I want to tell you about a brilliant and entrancing book written by Merlin Sheldrake, a British biologist and writer. The subtitle of the book reveals how astounding and profound it’s read can be for you: “how fungi make our worlds, change our minds and shape our futures”.
Sheldrake is passionate scientist, very knowledgeable, and a wonderful writer. Please, read the beginning of the prologue to become aware of why so many people find impossible to put this book down:
The book is a captivating trip into the fungi world around us —and inside us; full of dazzling revelations, sprinkled with memorable passages… Let me share with you just some more sample quotes:
“Humans train dogs to find truffles because pigs are so attracted to them that they devour the truffles they find rather than turn them over to their minders. Restaurateurs from New York and Tokyo travel to Italy to build relationships with truffle dealers.”
“An experiment forced me to peer into the deeper recesses of my scientific imagination. I signed up to take part in a clinical study into the effects of LSD on the problem-solving abilities of scientists, engineers, and mathematicians. The study was part of the wide revival of scientific and medical interest in the untapped potential of psychedelic drugs. The researchers wanted to know if LSD could grant scientists access to their professional unconscious and help them approach familiar problems from new angles. […] The nurse made sure I drank the LSD at exactly nine AM. […] Three hours later, when I had reached ‘cruising altitude,’ I was gently encouraged by my assistant to start thinking about my ‘work-related problem.’ […] All my research questions were fungal ones, and I was comforted by the knowledge that LSD was originally derived from a fungus that lives within crop plants; a fungal solution to my fungal problems. What would happen?”
“The human sense of smell is extraordinary. Our eyes can distinguish several million colors, our ears can distinguish half a million tones, but our nose can distinguish well over a trillion different odors. […] Human noses can detect some compounds at as low a concentration as thirty-four thousand molecules in one cubic centimeter, the equivalent of a single drop of water in twenty thousand Olympic swimming pools.”

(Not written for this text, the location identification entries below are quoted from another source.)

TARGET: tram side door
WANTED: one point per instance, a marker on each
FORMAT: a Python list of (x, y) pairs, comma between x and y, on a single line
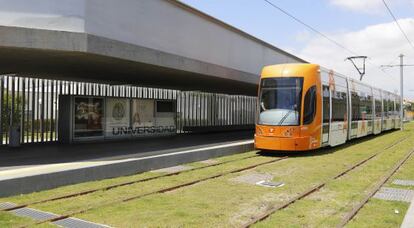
[(327, 114)]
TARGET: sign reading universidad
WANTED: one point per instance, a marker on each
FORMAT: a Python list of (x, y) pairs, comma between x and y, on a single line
[(111, 118)]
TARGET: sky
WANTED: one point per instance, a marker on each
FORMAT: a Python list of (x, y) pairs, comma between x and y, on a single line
[(362, 26)]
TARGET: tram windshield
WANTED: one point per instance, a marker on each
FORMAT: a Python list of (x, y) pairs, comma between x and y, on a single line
[(280, 101)]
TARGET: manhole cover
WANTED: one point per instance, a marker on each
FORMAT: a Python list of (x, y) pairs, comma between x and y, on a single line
[(404, 182), (209, 162), (270, 184), (252, 178), (7, 205), (395, 194), (174, 169)]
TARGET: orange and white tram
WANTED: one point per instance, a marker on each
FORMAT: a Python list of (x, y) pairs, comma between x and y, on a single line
[(304, 107)]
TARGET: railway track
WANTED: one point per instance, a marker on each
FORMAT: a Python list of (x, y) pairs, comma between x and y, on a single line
[(377, 187), (106, 188), (81, 193), (164, 190), (316, 188)]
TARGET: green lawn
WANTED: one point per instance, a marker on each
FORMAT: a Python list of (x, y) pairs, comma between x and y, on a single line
[(224, 202)]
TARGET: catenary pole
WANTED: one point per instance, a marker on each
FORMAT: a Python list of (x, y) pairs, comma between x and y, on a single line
[(402, 90)]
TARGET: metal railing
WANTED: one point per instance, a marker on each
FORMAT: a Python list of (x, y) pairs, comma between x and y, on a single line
[(32, 105)]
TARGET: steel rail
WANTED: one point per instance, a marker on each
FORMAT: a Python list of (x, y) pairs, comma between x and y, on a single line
[(377, 187), (106, 188), (164, 190), (316, 188)]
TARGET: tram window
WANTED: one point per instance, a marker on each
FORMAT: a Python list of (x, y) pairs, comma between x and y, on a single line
[(368, 108), (339, 111), (310, 106), (325, 94), (355, 106), (398, 106), (385, 109), (378, 108), (390, 108)]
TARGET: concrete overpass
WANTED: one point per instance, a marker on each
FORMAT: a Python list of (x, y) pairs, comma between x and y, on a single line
[(159, 43)]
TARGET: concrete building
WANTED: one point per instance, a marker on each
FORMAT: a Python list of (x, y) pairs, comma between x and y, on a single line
[(158, 43)]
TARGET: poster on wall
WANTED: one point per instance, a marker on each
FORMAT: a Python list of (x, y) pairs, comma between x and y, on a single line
[(117, 117), (88, 117), (142, 113), (146, 121)]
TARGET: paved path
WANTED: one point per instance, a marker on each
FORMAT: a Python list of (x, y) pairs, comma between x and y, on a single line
[(53, 153), (40, 167)]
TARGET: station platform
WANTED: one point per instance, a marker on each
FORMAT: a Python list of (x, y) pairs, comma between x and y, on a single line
[(33, 168)]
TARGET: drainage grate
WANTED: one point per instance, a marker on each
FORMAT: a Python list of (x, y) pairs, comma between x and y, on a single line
[(34, 214), (404, 182), (41, 215), (78, 223), (7, 205), (395, 194), (270, 184)]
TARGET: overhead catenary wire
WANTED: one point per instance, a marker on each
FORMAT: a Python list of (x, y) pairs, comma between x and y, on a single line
[(397, 23), (310, 27), (321, 34)]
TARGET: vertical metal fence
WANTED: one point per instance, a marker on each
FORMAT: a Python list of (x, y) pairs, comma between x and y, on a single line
[(32, 104)]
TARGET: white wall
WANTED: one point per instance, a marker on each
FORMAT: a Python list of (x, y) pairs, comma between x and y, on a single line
[(155, 24), (61, 15), (161, 25)]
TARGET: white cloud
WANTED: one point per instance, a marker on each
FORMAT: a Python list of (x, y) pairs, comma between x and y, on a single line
[(367, 6), (382, 43)]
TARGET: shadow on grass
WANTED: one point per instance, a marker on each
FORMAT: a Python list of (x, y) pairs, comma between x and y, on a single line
[(324, 150)]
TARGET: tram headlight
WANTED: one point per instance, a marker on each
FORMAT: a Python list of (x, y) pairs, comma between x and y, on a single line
[(259, 131)]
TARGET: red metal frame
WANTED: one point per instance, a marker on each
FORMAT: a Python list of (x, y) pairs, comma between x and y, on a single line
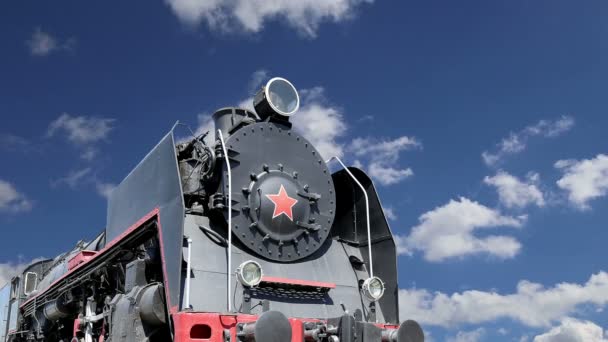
[(108, 246), (217, 323), (184, 322)]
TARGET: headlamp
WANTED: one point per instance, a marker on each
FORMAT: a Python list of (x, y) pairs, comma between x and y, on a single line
[(277, 97), (249, 273), (373, 288)]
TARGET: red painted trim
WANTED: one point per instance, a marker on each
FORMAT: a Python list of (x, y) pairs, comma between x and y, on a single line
[(309, 283), (215, 324), (80, 258), (108, 246)]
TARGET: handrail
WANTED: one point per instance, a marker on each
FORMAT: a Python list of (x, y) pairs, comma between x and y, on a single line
[(369, 231), (228, 171)]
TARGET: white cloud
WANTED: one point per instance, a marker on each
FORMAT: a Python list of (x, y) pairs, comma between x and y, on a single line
[(12, 200), (321, 123), (468, 336), (82, 131), (43, 43), (516, 142), (513, 192), (384, 149), (11, 142), (532, 304), (584, 180), (387, 175), (324, 125), (383, 156), (573, 330), (448, 232), (251, 15), (257, 80), (74, 178), (104, 189)]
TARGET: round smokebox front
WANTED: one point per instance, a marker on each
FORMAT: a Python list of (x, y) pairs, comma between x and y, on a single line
[(283, 193)]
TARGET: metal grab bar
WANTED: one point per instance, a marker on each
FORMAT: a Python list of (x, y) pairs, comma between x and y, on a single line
[(369, 231), (229, 172)]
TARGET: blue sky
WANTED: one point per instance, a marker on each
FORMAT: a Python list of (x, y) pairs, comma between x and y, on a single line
[(510, 247)]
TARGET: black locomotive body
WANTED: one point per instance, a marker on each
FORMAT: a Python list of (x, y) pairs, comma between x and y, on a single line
[(241, 234)]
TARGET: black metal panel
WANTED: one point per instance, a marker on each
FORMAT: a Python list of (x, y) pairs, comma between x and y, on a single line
[(154, 183), (350, 225)]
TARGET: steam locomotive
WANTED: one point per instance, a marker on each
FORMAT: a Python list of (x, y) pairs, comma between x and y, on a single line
[(241, 234)]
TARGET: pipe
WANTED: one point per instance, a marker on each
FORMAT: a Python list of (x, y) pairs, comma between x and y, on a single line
[(369, 231), (229, 172), (188, 270), (89, 313)]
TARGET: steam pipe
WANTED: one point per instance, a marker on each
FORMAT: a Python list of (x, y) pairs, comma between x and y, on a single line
[(229, 172), (188, 270), (369, 231)]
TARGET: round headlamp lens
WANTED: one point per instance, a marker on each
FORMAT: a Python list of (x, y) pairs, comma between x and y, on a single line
[(373, 288), (250, 273), (282, 96)]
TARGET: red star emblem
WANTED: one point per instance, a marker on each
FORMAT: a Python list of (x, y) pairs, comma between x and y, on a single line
[(282, 203)]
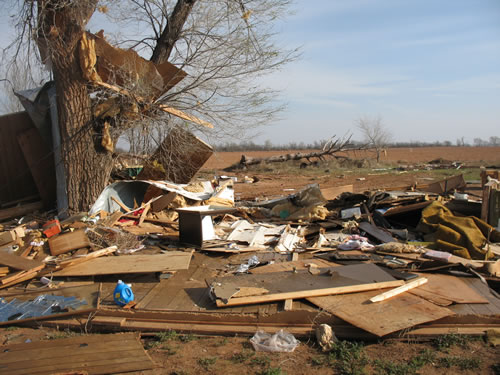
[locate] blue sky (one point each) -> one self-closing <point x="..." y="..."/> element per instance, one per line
<point x="430" y="69"/>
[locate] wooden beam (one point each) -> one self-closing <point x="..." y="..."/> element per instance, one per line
<point x="163" y="107"/>
<point x="20" y="210"/>
<point x="403" y="288"/>
<point x="308" y="293"/>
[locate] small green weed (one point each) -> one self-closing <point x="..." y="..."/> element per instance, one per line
<point x="272" y="371"/>
<point x="263" y="361"/>
<point x="425" y="357"/>
<point x="167" y="335"/>
<point x="318" y="361"/>
<point x="445" y="342"/>
<point x="348" y="358"/>
<point x="384" y="367"/>
<point x="208" y="362"/>
<point x="222" y="342"/>
<point x="187" y="338"/>
<point x="496" y="368"/>
<point x="241" y="357"/>
<point x="61" y="334"/>
<point x="461" y="363"/>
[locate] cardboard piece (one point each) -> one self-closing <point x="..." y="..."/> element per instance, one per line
<point x="63" y="243"/>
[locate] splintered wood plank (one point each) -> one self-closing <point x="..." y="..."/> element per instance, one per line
<point x="302" y="284"/>
<point x="99" y="354"/>
<point x="445" y="287"/>
<point x="289" y="266"/>
<point x="19" y="263"/>
<point x="383" y="317"/>
<point x="171" y="261"/>
<point x="307" y="293"/>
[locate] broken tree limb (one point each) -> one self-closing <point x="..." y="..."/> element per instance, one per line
<point x="331" y="148"/>
<point x="163" y="107"/>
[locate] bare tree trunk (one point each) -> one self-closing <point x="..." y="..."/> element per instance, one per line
<point x="172" y="31"/>
<point x="87" y="165"/>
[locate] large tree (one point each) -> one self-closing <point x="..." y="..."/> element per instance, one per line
<point x="224" y="46"/>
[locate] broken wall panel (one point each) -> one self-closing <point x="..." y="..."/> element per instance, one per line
<point x="41" y="164"/>
<point x="102" y="61"/>
<point x="16" y="181"/>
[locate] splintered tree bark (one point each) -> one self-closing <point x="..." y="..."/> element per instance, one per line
<point x="87" y="166"/>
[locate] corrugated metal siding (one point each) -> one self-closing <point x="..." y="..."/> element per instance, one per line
<point x="16" y="181"/>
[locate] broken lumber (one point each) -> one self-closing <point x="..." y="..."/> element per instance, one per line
<point x="308" y="293"/>
<point x="96" y="254"/>
<point x="172" y="261"/>
<point x="19" y="263"/>
<point x="95" y="354"/>
<point x="403" y="288"/>
<point x="163" y="107"/>
<point x="21" y="210"/>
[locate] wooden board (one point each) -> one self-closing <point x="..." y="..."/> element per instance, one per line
<point x="99" y="354"/>
<point x="448" y="288"/>
<point x="301" y="284"/>
<point x="331" y="193"/>
<point x="19" y="263"/>
<point x="289" y="266"/>
<point x="62" y="243"/>
<point x="384" y="317"/>
<point x="17" y="211"/>
<point x="374" y="231"/>
<point x="173" y="260"/>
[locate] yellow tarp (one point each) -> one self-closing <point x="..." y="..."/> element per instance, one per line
<point x="462" y="236"/>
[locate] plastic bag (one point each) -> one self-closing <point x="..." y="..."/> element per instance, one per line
<point x="281" y="341"/>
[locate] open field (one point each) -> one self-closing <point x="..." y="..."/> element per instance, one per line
<point x="283" y="178"/>
<point x="487" y="155"/>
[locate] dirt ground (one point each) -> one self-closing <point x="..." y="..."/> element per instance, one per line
<point x="476" y="155"/>
<point x="179" y="354"/>
<point x="175" y="353"/>
<point x="284" y="178"/>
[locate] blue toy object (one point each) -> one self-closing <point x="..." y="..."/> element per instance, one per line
<point x="123" y="293"/>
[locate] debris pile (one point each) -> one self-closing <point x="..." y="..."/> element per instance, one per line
<point x="372" y="264"/>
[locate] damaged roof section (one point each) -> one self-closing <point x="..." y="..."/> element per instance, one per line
<point x="126" y="73"/>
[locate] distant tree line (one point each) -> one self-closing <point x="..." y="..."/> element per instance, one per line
<point x="319" y="144"/>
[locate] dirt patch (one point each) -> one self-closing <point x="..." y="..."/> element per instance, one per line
<point x="175" y="353"/>
<point x="486" y="155"/>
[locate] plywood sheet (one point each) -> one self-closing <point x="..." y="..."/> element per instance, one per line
<point x="300" y="283"/>
<point x="99" y="354"/>
<point x="444" y="287"/>
<point x="289" y="266"/>
<point x="172" y="261"/>
<point x="384" y="317"/>
<point x="19" y="263"/>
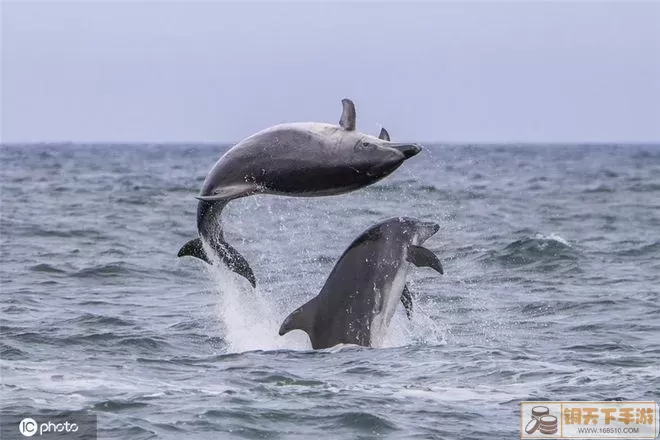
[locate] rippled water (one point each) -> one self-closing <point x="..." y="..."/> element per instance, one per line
<point x="551" y="291"/>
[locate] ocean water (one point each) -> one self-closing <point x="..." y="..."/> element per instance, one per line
<point x="551" y="292"/>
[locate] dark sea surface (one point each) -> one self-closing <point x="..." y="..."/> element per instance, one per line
<point x="551" y="292"/>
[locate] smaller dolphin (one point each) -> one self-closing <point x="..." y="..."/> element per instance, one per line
<point x="302" y="159"/>
<point x="359" y="297"/>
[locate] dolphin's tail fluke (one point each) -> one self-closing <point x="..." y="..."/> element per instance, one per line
<point x="236" y="262"/>
<point x="230" y="256"/>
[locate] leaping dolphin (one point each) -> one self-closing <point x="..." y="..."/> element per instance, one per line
<point x="302" y="159"/>
<point x="359" y="298"/>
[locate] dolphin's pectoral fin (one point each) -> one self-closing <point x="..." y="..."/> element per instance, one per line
<point x="406" y="300"/>
<point x="236" y="262"/>
<point x="301" y="319"/>
<point x="420" y="257"/>
<point x="384" y="135"/>
<point x="229" y="192"/>
<point x="347" y="120"/>
<point x="194" y="248"/>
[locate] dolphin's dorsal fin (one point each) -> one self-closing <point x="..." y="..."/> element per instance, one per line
<point x="406" y="300"/>
<point x="384" y="135"/>
<point x="347" y="120"/>
<point x="194" y="248"/>
<point x="422" y="257"/>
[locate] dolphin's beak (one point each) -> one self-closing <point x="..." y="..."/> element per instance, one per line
<point x="408" y="150"/>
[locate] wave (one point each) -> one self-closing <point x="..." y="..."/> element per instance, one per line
<point x="532" y="250"/>
<point x="648" y="249"/>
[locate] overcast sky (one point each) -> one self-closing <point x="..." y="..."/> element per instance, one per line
<point x="217" y="72"/>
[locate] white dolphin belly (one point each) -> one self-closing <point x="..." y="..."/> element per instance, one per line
<point x="389" y="297"/>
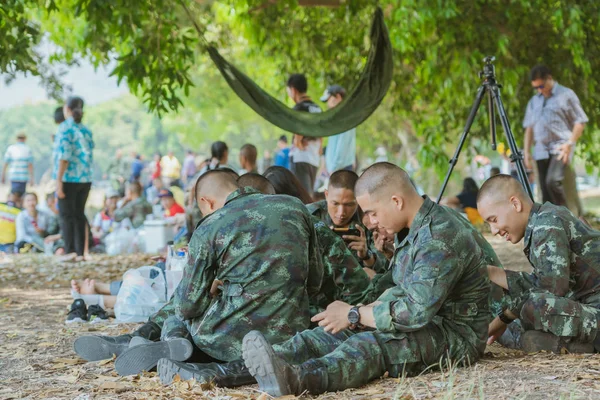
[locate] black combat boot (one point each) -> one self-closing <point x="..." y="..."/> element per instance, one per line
<point x="229" y="374"/>
<point x="175" y="344"/>
<point x="94" y="348"/>
<point x="534" y="341"/>
<point x="274" y="375"/>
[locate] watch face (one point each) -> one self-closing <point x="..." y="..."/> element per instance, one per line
<point x="353" y="316"/>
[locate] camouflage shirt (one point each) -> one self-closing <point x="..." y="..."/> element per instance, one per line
<point x="266" y="252"/>
<point x="136" y="210"/>
<point x="343" y="278"/>
<point x="440" y="273"/>
<point x="564" y="254"/>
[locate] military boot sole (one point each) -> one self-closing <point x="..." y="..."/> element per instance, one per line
<point x="95" y="348"/>
<point x="144" y="357"/>
<point x="534" y="341"/>
<point x="263" y="364"/>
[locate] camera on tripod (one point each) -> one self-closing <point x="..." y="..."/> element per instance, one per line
<point x="489" y="71"/>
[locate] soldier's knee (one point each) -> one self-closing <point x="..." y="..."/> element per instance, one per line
<point x="533" y="308"/>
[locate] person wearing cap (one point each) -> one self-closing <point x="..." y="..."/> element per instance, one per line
<point x="341" y="148"/>
<point x="167" y="200"/>
<point x="18" y="160"/>
<point x="73" y="160"/>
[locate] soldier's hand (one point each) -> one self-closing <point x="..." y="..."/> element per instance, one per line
<point x="358" y="243"/>
<point x="335" y="318"/>
<point x="495" y="330"/>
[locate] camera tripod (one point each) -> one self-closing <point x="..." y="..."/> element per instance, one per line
<point x="490" y="87"/>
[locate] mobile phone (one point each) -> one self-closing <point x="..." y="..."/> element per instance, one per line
<point x="346" y="231"/>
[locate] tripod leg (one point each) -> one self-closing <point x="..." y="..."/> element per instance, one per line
<point x="463" y="137"/>
<point x="517" y="157"/>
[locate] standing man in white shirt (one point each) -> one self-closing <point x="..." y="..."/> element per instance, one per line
<point x="554" y="122"/>
<point x="18" y="160"/>
<point x="341" y="148"/>
<point x="305" y="155"/>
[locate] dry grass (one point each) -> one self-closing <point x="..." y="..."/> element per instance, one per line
<point x="37" y="360"/>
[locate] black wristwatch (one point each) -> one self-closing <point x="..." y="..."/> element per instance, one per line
<point x="354" y="317"/>
<point x="505" y="318"/>
<point x="368" y="256"/>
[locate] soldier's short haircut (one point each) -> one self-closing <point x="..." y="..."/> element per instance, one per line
<point x="384" y="176"/>
<point x="249" y="152"/>
<point x="343" y="180"/>
<point x="501" y="187"/>
<point x="135" y="187"/>
<point x="257" y="182"/>
<point x="215" y="183"/>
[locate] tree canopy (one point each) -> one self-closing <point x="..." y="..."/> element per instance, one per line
<point x="438" y="48"/>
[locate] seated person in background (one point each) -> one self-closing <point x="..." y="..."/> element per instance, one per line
<point x="15" y="200"/>
<point x="32" y="224"/>
<point x="248" y="155"/>
<point x="104" y="222"/>
<point x="169" y="204"/>
<point x="8" y="229"/>
<point x="558" y="305"/>
<point x="340" y="210"/>
<point x="134" y="206"/>
<point x="154" y="190"/>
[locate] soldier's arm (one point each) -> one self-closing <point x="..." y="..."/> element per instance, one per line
<point x="550" y="255"/>
<point x="435" y="270"/>
<point x="192" y="297"/>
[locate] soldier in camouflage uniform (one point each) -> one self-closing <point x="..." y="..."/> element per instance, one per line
<point x="340" y="210"/>
<point x="256" y="266"/>
<point x="438" y="308"/>
<point x="135" y="207"/>
<point x="558" y="305"/>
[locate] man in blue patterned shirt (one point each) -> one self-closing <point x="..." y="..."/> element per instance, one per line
<point x="554" y="121"/>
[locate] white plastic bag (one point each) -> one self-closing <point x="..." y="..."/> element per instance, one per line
<point x="141" y="296"/>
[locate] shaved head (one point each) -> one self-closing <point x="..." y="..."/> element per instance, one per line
<point x="383" y="178"/>
<point x="387" y="196"/>
<point x="503" y="203"/>
<point x="212" y="189"/>
<point x="257" y="182"/>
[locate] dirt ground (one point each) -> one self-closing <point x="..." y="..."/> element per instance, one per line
<point x="37" y="360"/>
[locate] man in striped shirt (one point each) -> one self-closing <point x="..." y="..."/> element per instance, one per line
<point x="18" y="160"/>
<point x="554" y="121"/>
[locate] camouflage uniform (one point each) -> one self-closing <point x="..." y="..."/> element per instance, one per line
<point x="343" y="277"/>
<point x="266" y="252"/>
<point x="562" y="295"/>
<point x="438" y="309"/>
<point x="319" y="211"/>
<point x="136" y="210"/>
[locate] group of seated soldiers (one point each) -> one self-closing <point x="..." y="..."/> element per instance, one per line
<point x="274" y="295"/>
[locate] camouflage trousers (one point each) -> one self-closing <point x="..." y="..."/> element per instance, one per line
<point x="351" y="359"/>
<point x="560" y="316"/>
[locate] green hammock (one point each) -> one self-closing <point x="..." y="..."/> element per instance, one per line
<point x="354" y="110"/>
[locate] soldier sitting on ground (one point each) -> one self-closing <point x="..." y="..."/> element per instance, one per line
<point x="558" y="305"/>
<point x="340" y="210"/>
<point x="251" y="271"/>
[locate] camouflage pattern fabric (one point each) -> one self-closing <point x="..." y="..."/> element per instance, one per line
<point x="265" y="251"/>
<point x="343" y="278"/>
<point x="562" y="295"/>
<point x="319" y="210"/>
<point x="437" y="309"/>
<point x="136" y="210"/>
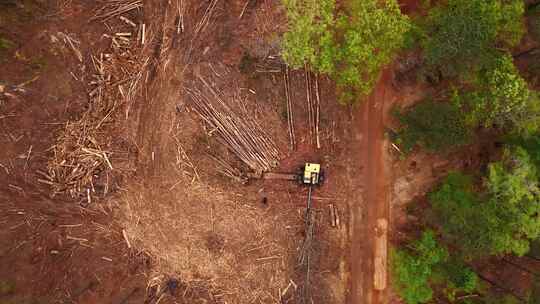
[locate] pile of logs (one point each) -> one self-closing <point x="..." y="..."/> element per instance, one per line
<point x="241" y="134"/>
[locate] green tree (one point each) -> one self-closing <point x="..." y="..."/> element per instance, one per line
<point x="457" y="277"/>
<point x="370" y="33"/>
<point x="512" y="186"/>
<point x="435" y="126"/>
<point x="501" y="97"/>
<point x="411" y="270"/>
<point x="351" y="48"/>
<point x="458" y="211"/>
<point x="462" y="33"/>
<point x="502" y="219"/>
<point x="310" y="35"/>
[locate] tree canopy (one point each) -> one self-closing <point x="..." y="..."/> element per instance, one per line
<point x="501" y="218"/>
<point x="412" y="270"/>
<point x="351" y="46"/>
<point x="462" y="33"/>
<point x="501" y="97"/>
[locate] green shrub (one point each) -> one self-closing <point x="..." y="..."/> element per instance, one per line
<point x="411" y="271"/>
<point x="501" y="218"/>
<point x="434" y="126"/>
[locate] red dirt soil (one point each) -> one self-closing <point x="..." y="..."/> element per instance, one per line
<point x="374" y="203"/>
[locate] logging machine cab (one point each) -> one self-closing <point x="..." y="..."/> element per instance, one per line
<point x="312" y="174"/>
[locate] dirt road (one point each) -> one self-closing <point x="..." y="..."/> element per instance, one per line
<point x="374" y="202"/>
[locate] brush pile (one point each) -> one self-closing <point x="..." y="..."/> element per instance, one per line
<point x="114" y="8"/>
<point x="235" y="129"/>
<point x="81" y="157"/>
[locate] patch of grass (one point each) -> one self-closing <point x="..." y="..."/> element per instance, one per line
<point x="435" y="126"/>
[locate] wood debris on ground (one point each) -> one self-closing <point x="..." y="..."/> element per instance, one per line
<point x="80" y="162"/>
<point x="237" y="131"/>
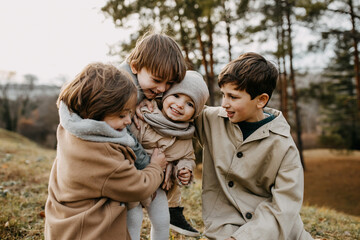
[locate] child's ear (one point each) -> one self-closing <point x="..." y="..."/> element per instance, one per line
<point x="262" y="100"/>
<point x="133" y="67"/>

“A fungal computer may sound fantastical, but biocomputing is a fast-growing field. Adamatzky has spent years developing ways to use slime molds as sensors and computers. These prototype biocomputers use slime molds to solve a range of geometrical problems.”
“In a popular fungal guidebook published in the 1860s, Mordecai Cooke reported that ‘some years ago the [English] town of Basingstoke was paved; and not many months afterward the pavement was observed to exhibit and unevenness which could not readily be accounted for. In the short time after, the mystery was explained, for some of the heaviest stones were completely lifted out of their beds by growth of large toadstools beneath them. One of the stones measured twenty-two inched by twenty-one, and weighted eighty-three pounds.’”
I believe Entangled Life can help us understand the natural world better by expanding our conception of the living world and challenging some of our deepest assumptions about life, autonomy, intelligence and more. You can read it in Spanish and other languages too.
On this short video recorded by Penguin Books, Merlin Sheldrake himself explains what you will find on his book: “How fungi shaped our world and could save it” (9 minutes).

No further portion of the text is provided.